Está marcada uma greve para essa sexta-feira e, enquanto o governo não sinalizar mudanças que garantam mais segurança nos presídios, a ordem é fechar os olhos durante as revistas que antecedem os horários de visitas de parentes nos complexos prisionais.
Andersom estava de serviço e foi até a sua residência para pegar um cobertor. Ao descer da moto foi alvejado por vários tiros. O assassino ainda pegou a pistola do agente e disparou mais vezes. Ao menos 10 balas se alojaram no corpo do agente que morreu na hora.
Na manhã dessa terça-feira, os colegas de Anderson se reuniram na frente do presídio de Rio Branco, onde, revoltados, criticaram o Governo do Estado pela falta de equipamentos de trabalho, essenciais para quem cuida do sistema prisional.
O agente Landstayner Weiner disse que todos estão com medo. “Saímos de casa e não sabemos se vamos voltar. Essa situação está insustentável”, concluiu.
Do presídio, os agentes seguiram em uma carreata pelas principais ruas de Rio Branco até chegar à avenida Antônio da Rocha Viana, onde a família velava o corpo de Anderson.
Na chegada, amigos e familiares se emocionaram com a homenagem dos colegas de trabalho.
Em menos de 72 horas é o segundo agente penitenciário morto em Rio Branco.
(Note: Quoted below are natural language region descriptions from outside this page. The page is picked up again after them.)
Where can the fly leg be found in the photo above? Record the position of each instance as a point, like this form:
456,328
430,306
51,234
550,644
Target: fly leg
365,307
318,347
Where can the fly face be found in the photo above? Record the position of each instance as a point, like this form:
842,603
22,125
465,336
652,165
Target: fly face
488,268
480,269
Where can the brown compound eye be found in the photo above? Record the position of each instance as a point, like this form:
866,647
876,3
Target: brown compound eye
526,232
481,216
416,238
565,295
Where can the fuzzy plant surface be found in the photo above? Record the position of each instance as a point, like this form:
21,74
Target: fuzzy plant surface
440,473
Na sexta-feira, Edmilson da Silva Freire foi assassinado com quatro tiros no banheiro de casa por uma mulher que alegou ter sido estuprada pelo agente e resolveu se vingar. A polícia trabalha com a hipótese de execução. A mulher teria ligação com um preso do presidio Francisco de oliveira Conde.
No caso de Anderson Albuquerque, além da vingança de um preso, existe outra linha de investigação. O agente era o chefe de equipa no domingo quando agentes entraram em atrito com familiares dos presos durante a visita.
Os agentes fecharam o portão do presídio e nenhuma viatura saiu do complexo. Todas as audiências de presos ficaram prejudicadas.